James Cameron Is The King Of Sequels, But One Follow-Up Stands Above The Rest
Put James Cameron's movies on shuffle (while maybe excluding "Piranha Part Two: The Spawning"), and chances are you're in for a good time. That's what you get when you're watching a film from a director responsible for two of the biggest box-office films of all time. The real trick is settling on which of his four sequel movies is the best of the bunch. They all burst with originality in their own ways concerning special effects and just sheer bombast, but M41A Pulse Rifle to your head, which one are you going to pick? It's a conversation that will be wrought with the same intensity as the debate of "A New Hope" vs. "The Empire Strikes Back," "Infinity War" vs. "Endgame," or "The Godfather" vs. "The Godfather Part II."

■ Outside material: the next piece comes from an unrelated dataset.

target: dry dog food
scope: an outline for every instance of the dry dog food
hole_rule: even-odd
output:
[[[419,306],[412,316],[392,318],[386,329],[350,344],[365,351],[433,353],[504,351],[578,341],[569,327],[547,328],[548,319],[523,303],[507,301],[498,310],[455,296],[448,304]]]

There's every chance some fans may believe that his eagerly anticipated CGI fest "Avatar: The Way of Water" could end up being Cameron's best follow-up film. That being said, there's a pair that, in their own right, changed cinema forever and even won Oscars for their trouble. But while many might lean toward the one that has a killer cop and an action hero making a comeback, the truth is that Cameron's daring venture to a universe that wasn't his own is the best he's ever done.
Aliens is James Cameron's best sequel because it's not his world
The history behind James Cameron's journey to giving us another close encounter with H.R. Giger's grotesque but perfect organism is as iconic as the film itself. There's the age-old tale of him writing a dollar sign at the end of "Alien" (via CinemaBlend). He was also met with tension by the film crew that had worked on Ridley Scott's movie and didn't believe in this Canadian up-and-comer with plans for Ellen Ripley (Sigourney Weaver). This is one of the core reasons that in the battle for the best sequel under Cameron's watch, "Aliens" is actually stronger than "Terminator 2: Judgment Day."

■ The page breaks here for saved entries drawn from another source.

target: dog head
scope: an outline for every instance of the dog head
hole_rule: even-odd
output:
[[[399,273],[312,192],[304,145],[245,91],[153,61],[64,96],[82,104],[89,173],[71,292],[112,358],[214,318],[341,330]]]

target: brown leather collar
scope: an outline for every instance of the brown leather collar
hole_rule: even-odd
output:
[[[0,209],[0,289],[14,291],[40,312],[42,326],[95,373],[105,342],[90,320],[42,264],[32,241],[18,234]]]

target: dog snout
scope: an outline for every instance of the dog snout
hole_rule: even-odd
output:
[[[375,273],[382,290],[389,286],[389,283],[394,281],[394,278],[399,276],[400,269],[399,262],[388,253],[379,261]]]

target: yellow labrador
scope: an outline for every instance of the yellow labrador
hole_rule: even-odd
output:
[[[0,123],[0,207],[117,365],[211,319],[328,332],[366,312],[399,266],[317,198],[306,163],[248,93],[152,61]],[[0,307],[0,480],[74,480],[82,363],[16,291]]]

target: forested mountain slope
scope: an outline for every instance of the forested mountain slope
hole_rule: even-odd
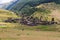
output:
[[[27,13],[27,12],[29,13],[29,11],[32,11],[32,10],[34,12],[34,10],[36,9],[35,6],[39,6],[44,3],[48,4],[50,2],[59,4],[60,0],[17,0],[17,3],[15,3],[12,7],[11,5],[7,7],[7,10],[11,10],[18,14]],[[29,10],[29,11],[26,12],[26,10]]]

Hands up, though. There's no doubt that "Terminator 2: Judgment Day" isn't just one of Cameron's better movies but one of the greatest ever made. The groundbreaking director returned to the world that kicked his career into gear and did so with a bucketload of liquid metal and Arnold Schwarzenegger in his prime. In that 1991 film, Cameron was back expanding the playground he originally built and having Robert Patrick's fluid antagonist drive a truck through proceedings. Without a doubt, "Judgment Day" is still the smash it is today because it's Cameron's world; we're just inhaling popcorn in it. Of course, working off a blueprint you built the foundations of is easy. Taking someone else's and running with it is a different thing, which is precisely why it's not just a more significant film but a far more impressive accomplishment.
With James Cameron's Aliens, this time, it's more
To many, Ridley Scott's "Alien" is a masterpiece and a film that can't be matched. It's fitting, then, that "Aliens" doesn't play the original at its own game but changes it considerably. If Scott's film is a haunted house in space, James Cameron's is a ghost train, a theme park ride like so many of his films pulling us in every direction after dragging us back to the source and skirting over established rules the first film set up. By making bursting chests an afterthought in both a nightmare sequence and the demise of an unfortunate colonist, Cameron wiped the bloody slate clean. He led us down a dark path and still managed to fool us thanks to the advanced firepower he was packing.
"Aliens" might feel like an action film, but the terror chimes in with every beep on the scanner, initially building up and then breaking down what we think might change the tide this time around for Ripley. Along with James Horner's epic score and shots of Corporal Dwayne Hicks (Michael Biehn), Private Hudson (Bill Paxton), and company tooling up for another bug hunt, it hints that there might be a chance that a fight for survival would end in victory for all. Of course, that isn't the case, and Ripley became a template Cameron would apply in future projects that franchises to this day are unable to replicate.
Ripley's trauma prepared James Cameron for Sarah Connor's in Judgment Day
It's funny that with the recent "Halloween" revival, a new trilogy supposedly focusing on trauma didn't take notes from a classic franchise chapter that is still leagues ahead of most nowadays. Sigourney Weaver even earned an Oscar nomination for her performance in a rare horror nod from the Academy. Ripley's recovery in accepting that the nightmare she blew out of the airlock is alive, well, and multiplied is a journey that few other horror franchises have tried to follow and succeeded in. With James Cameron, though, it's something he replicated when it came to making a sequel to his own franchise and a badass with her own personal battles.
The similarities between Sarah Connor (Linda Hamilton) in "Terminator 2: Judgment Day" and Ripley in "Aliens" stretch beyond the tough female protagonist calling the shots and taking some too. Both fear a threat on the edge of everyone else's understanding, with the only ones sharing the dread being children knowing what danger is hiding around the corner. They even have the same trust issues with artificial persons. Sure, "The Terminator" might predate Cameron's trip into the world of acid-spitting beasties, but the interplanetary interval between it and "Judgment Day" proved a huge help. You can believe "Judgment Day" is the better sequel, but in the end, by daring to take on "Aliens," it wouldn't have even been marked on the calendar.